Mason walked slowly forward, picked up the sheaf of fingerprint photographs from the clerk, said to Borge, “And do you have photographs of the fingerprints of Carl Moar, deceased, with you?”

Borge slipped a perspiring hand in a voluminous pocket and pulled out an envelope of photographs. “They’re all marked,” he said, grinning at Mason. “Help yourself.”

Mason studied the photographs for a minute, shuffled them around in his hands. Abruptly, he picked out one and said, “Now, the fingerprint shown in this photograph, Mr. Borge, what is that?”

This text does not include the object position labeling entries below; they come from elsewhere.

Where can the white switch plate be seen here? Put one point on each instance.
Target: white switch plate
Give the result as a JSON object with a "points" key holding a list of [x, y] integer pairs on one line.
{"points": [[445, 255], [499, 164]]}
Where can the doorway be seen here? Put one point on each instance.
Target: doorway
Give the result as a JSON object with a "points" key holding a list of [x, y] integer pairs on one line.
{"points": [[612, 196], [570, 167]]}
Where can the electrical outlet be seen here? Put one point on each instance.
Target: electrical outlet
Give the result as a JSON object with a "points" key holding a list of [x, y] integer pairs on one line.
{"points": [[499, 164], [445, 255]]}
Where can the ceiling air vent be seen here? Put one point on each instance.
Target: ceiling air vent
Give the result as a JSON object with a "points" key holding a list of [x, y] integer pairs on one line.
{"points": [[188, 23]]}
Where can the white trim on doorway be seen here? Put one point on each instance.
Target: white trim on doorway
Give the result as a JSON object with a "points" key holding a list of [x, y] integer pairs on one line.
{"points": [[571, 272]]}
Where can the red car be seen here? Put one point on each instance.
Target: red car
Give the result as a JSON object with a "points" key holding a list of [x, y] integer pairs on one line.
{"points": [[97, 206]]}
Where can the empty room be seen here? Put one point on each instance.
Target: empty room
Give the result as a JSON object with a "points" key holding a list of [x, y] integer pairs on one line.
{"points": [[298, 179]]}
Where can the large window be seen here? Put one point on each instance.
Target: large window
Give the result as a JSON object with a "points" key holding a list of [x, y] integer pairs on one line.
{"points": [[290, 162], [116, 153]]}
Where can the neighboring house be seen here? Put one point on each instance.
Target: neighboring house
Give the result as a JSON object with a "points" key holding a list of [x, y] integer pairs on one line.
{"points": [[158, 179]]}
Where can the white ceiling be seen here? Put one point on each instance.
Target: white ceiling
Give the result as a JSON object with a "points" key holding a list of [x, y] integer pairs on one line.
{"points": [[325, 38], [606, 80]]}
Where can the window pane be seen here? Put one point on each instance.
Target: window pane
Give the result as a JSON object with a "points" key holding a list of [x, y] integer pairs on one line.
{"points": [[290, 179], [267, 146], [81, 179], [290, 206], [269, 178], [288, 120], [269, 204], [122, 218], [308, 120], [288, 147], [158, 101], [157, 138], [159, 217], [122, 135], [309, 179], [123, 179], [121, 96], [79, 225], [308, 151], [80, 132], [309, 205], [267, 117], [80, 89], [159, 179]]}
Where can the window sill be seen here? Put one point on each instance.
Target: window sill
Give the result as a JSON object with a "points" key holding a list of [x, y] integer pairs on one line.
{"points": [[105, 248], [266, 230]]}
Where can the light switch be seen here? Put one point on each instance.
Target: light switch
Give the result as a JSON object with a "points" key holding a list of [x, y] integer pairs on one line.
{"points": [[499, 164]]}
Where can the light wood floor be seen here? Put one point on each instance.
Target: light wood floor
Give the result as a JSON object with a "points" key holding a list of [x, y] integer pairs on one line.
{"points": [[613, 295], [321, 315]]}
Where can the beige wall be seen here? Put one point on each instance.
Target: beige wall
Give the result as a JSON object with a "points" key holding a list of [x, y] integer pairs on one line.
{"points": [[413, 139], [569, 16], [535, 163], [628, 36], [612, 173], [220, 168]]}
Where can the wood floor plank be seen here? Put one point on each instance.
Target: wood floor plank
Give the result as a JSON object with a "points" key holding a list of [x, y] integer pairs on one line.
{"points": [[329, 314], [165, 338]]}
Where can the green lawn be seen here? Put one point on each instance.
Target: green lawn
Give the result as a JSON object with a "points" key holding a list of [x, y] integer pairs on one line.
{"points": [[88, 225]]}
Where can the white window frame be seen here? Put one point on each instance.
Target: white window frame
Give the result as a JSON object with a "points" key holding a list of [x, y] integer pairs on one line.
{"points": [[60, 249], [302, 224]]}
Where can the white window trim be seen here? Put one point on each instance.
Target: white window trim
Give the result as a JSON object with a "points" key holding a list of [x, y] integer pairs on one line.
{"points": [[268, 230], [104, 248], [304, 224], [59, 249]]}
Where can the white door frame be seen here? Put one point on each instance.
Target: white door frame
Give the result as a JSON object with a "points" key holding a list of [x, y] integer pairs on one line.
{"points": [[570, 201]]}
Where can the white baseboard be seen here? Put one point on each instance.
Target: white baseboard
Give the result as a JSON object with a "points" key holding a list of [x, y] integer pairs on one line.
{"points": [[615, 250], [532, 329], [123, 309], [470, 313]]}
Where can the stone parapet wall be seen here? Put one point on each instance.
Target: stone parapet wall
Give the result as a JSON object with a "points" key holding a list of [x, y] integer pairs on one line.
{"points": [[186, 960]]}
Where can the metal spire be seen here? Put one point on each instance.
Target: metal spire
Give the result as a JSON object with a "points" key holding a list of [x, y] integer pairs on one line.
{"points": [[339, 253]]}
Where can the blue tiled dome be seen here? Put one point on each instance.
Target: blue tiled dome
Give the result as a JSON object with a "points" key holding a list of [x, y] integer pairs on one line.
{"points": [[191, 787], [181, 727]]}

“That,” Borge said, “represents the fingerprint of Morgan Eves. It’s evidently the fingerprint of the man who leased the apartment. I found lots of those fingerprints over various articles, bottles, glasses, on the wash stand in the bathroom, on shaving things, on suitcases, mirrors... The one which you have reference to was one of several taken from a pane of window glass. I found virtually a complete set of fingerprints there, where a man’s hand had pressed against the glass, in raising the window.”

Mason slipped the print to one side. “And these?” he asked. “Those are the fingerprints of Carl Moar, the ones taken from the corpse.”

“These?” Mason asked.

“Those are fingerprints of the woman I assume was acting as nurse for Roger P. Cartman.”

“And these?”

“Those are the fingerprints taken from the wheel chair. I assume they are Roger P. Cartman’s prints.”

Mason said suddenly, “Look here, you’re basing your testimony, not upon what these fingerprints really are, but on memoranda which you’ve written on the bottoms of the prints.”